BEP-365: Support multi-database based on data pattern

fynn-z · March 15, 2024, 9:57am

BEP-365: Support multi-database based on data pattern

BEP-365: Support multi-database based on data pattern

1. Summary

This BEP proposes an efficient storage solution on the BSC(BNB Smart Chain) which can improve the performance and maintainability significantly by splitting blockchain data into multi-databases based on data patterns.

2. Motivation

Currently, all of the BSC node’s data, except for historical block and state data, is stored in a single key-value database instance, with different types of data segregated by different prefixes, as shown in the table below. With the rapid increase in the amount of data, several problems are being faced:

Mixed storage of data with different patterns in a single database results in inefficient performance and additional compaction overhead;
Less and Less efficient querying as the single database size increases continuously;
Concurrent reading and writing of a single database cannot fully utilize disk bandwidth;
Not friendly to using multiple disks for data storage
Inability to customize database parameters to optimize read/write performance for data from different patterns

Database	Category	Key Scheme	Size
KV Store	Headers	headerPrefix + num + hash	72.28MiB
	Bodies	blockBodyPrefix + num + hash	12.40GiB
	Receipt lists	blockReceiptsPrefix + num + hash	7.73GiB
	Difficulties	headerPrefix + num+ hash + headerTDSuffix	4.03MiB
	Block number → hash	headerNumberPrefix + hash	3.61MiB
	Block hash → number	headerPrefix + num + headerHashSuffix	1.33GiB
	Transaction index	txLookupPrefix + hash	176.04GiB
	Bloombit index	bloomBitsPrefix + bit + section + hash	8.12GiB
	Contract codes	CodePrefix + code hash	20.23GiB
	Path trie state lookups	stateIDPrefix + state root	3.52MiB
	Path trie account nodes	trieNodeAccountPrefix + hexPath	40.34GiB
	Path trie storage nodes	trieNodeStoragePrefix + accountHash + hexPath	473.95GiB
	Account snapshot	SnapshotAccountPrefix + account hash	13.17GiB
	Storage snapshot	SnapshotStoragePrefix + account hash + storage hash	246.98GiB
Ancient (Chain)	Bodies	-	797.23GiB
	Receipts	-	664.62GiB
	Diffs	-	356.49MiB
	Headers	-	20.21GiB
	Hashes	-	1.23GiB
Ancient (State)	Account Data	-	1.52GiB
	Storage Data	-	1.63GiB
	History Meta	-	248.81MiB
	Account Index	-	2.03GiB
	Storage Index	-	3.65GiB

This BEP aims to address these issues and provide a more efficient and high-performance way to store and maintain block and state data.

3. Specification

3.1 Multi-Databases

Chaindata will be divided into three stores, BlockStore, TrieStore, and Others, according to data schema and read/write behavior. After database separation, the data layout obtained by db inspect is as the below table shows:

Block Database: Block-related data is stored in this store, including headers, bodies, receipts, difficulties, number-to-hash indexes, hash-to-number indexes, and historical block data.
Trie Database: All trie nodes of the current state and historical state data of nearly 9w blocks are stored here.
Original Database: The remaining data will be stored in this store, including snapshot, txIndex, contract code, and other metadata, etc.
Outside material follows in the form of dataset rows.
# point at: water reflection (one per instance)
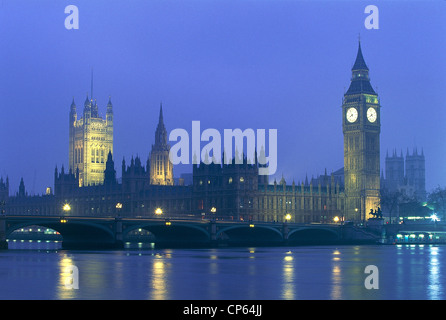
(158, 280)
(288, 286)
(67, 279)
(336, 279)
(435, 287)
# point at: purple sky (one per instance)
(229, 64)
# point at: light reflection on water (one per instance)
(405, 272)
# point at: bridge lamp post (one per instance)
(213, 211)
(66, 208)
(118, 208)
(158, 211)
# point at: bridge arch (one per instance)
(75, 234)
(172, 233)
(245, 234)
(313, 235)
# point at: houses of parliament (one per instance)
(234, 191)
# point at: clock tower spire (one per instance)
(361, 126)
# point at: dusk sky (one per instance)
(229, 64)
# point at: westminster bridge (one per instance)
(113, 232)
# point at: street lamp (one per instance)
(118, 208)
(66, 207)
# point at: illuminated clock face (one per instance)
(371, 114)
(352, 115)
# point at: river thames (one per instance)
(251, 273)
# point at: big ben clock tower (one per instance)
(361, 126)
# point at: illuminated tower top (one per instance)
(360, 82)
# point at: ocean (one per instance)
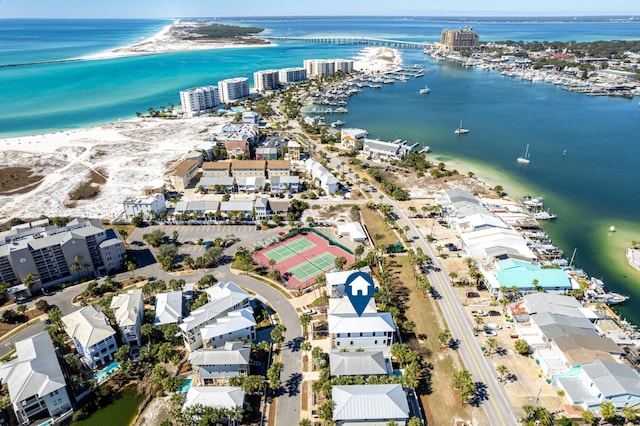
(590, 188)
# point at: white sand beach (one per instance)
(169, 39)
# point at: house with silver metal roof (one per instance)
(370, 405)
(217, 366)
(92, 336)
(592, 384)
(35, 382)
(128, 310)
(168, 308)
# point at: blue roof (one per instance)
(521, 274)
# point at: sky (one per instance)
(256, 8)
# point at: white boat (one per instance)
(461, 130)
(525, 158)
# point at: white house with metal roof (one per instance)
(35, 382)
(228, 397)
(92, 336)
(373, 331)
(168, 308)
(236, 325)
(224, 298)
(128, 310)
(374, 405)
(589, 385)
(217, 366)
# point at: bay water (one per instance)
(591, 187)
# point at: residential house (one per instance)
(370, 331)
(251, 184)
(374, 405)
(216, 169)
(35, 382)
(181, 173)
(128, 310)
(217, 184)
(168, 308)
(281, 184)
(381, 150)
(236, 325)
(199, 208)
(149, 206)
(248, 168)
(359, 363)
(293, 150)
(236, 149)
(278, 168)
(224, 298)
(59, 254)
(237, 208)
(597, 382)
(217, 366)
(92, 336)
(226, 397)
(266, 153)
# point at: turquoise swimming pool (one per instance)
(102, 374)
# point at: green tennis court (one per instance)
(313, 266)
(289, 249)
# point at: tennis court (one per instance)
(289, 249)
(313, 266)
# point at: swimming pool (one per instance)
(102, 374)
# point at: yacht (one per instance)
(461, 130)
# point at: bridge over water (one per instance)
(356, 40)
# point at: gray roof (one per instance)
(369, 402)
(35, 372)
(364, 363)
(232, 353)
(613, 378)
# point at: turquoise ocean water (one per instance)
(591, 188)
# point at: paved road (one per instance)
(492, 397)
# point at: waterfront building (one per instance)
(92, 336)
(266, 80)
(197, 100)
(458, 39)
(34, 380)
(128, 310)
(370, 404)
(59, 254)
(233, 89)
(149, 206)
(216, 366)
(292, 75)
(168, 308)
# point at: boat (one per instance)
(425, 90)
(525, 158)
(461, 130)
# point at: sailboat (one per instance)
(460, 130)
(525, 158)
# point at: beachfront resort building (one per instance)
(58, 254)
(292, 75)
(462, 38)
(92, 336)
(128, 310)
(266, 80)
(35, 382)
(233, 89)
(199, 99)
(148, 206)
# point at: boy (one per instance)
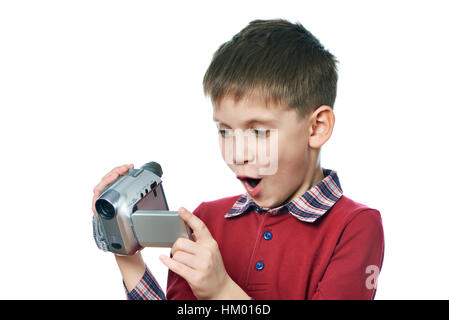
(293, 234)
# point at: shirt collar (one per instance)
(309, 207)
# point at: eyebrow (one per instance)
(251, 121)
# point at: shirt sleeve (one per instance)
(147, 289)
(356, 262)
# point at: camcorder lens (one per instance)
(105, 209)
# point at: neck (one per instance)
(313, 175)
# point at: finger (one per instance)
(187, 259)
(198, 227)
(186, 245)
(177, 267)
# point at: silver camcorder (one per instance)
(133, 212)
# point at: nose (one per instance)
(243, 148)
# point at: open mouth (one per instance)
(252, 185)
(253, 182)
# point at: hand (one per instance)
(199, 262)
(110, 177)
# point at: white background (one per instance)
(89, 85)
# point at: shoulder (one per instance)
(355, 217)
(347, 209)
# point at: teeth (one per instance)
(253, 182)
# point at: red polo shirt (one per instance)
(321, 246)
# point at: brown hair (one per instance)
(280, 60)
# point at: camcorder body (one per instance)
(133, 212)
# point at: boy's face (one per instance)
(267, 143)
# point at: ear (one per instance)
(321, 126)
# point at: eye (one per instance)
(225, 132)
(261, 132)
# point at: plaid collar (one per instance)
(308, 207)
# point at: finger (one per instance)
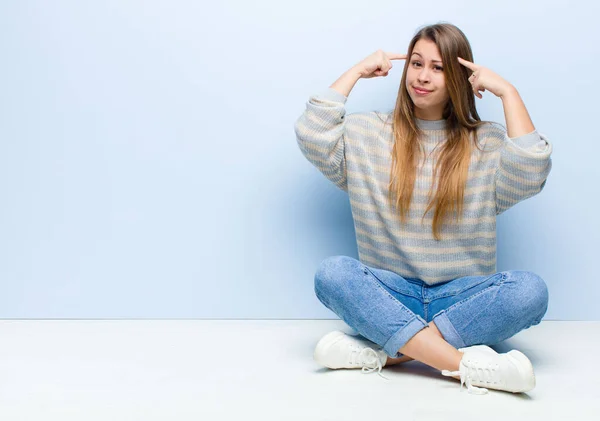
(467, 64)
(396, 56)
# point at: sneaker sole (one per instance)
(527, 367)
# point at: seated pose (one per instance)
(426, 182)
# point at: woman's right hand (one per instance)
(377, 64)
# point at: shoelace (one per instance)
(370, 361)
(467, 375)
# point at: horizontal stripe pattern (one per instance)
(354, 152)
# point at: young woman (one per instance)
(425, 184)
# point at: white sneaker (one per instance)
(339, 350)
(482, 366)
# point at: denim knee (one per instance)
(531, 302)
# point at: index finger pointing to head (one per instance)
(467, 64)
(396, 56)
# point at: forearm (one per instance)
(518, 122)
(346, 82)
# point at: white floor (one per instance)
(263, 369)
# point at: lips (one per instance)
(421, 91)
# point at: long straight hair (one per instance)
(462, 120)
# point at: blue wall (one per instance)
(149, 166)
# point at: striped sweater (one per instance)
(354, 152)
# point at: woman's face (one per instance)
(425, 81)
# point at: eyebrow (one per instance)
(438, 61)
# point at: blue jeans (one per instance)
(389, 310)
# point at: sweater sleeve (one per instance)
(321, 131)
(523, 168)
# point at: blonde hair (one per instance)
(462, 121)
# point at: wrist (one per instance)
(508, 91)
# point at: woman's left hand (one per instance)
(483, 79)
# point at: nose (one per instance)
(423, 75)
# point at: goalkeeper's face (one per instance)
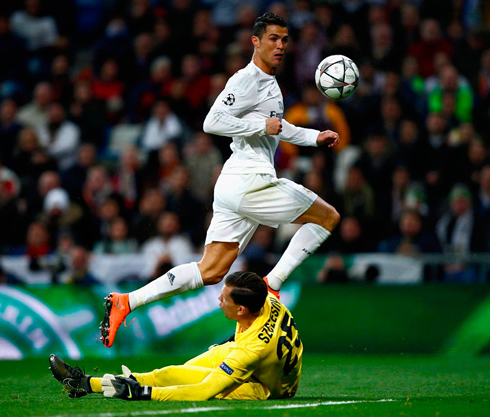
(226, 303)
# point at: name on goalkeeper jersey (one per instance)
(268, 329)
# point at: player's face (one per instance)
(270, 49)
(226, 303)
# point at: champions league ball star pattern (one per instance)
(337, 77)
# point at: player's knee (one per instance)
(213, 279)
(330, 220)
(213, 274)
(334, 217)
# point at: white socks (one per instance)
(303, 244)
(180, 279)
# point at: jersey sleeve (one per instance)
(235, 370)
(298, 135)
(238, 97)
Database	Type	Category	Data Pattern
BlockDatabase	KV Store	Headers	Sequential (except “Block hash-> number”)
		Bodies
		Receipt lists
		Difficulties
		Block number → hash
		Block hash → number
	Ancient	Bodies
		Receipts
		Diffs
		Headers
		Hashes
TrieDataBase	KV Store	Path trie account nodes	Path Hash
		Path trie storage nodes
	Ancient	Account Data	Sequential
		Storage Data
		History Meta
		Account Index
		Storage Index
OriginalDatabase	KV Store	Account snapshot	Hash
		Storage snapshot
		Transaction index
		Bloombit index
		Contract codes

3.2 Folder Structure

The folder structure for multiple databases is shown below. The original database is located within the chaindata/ folder, and new block/ and state/ folders have been introduced to store block and trie data. Additionally, there is an ancient folder for storing historical data under each of these directories.

4. Rationale

Separate databases according to data schema and read/write behavior can improve the performance, scalability, and maintainability of chain nodes.

4.1 Block DataBase

Diving deeper into the data flow of block-related data, recent blocks are first stored in a key-value (KV) database and then appended sequentially to the ancient database and deleted from the KV database when reaching the ancient threshold, which wastes some disk bandwidth.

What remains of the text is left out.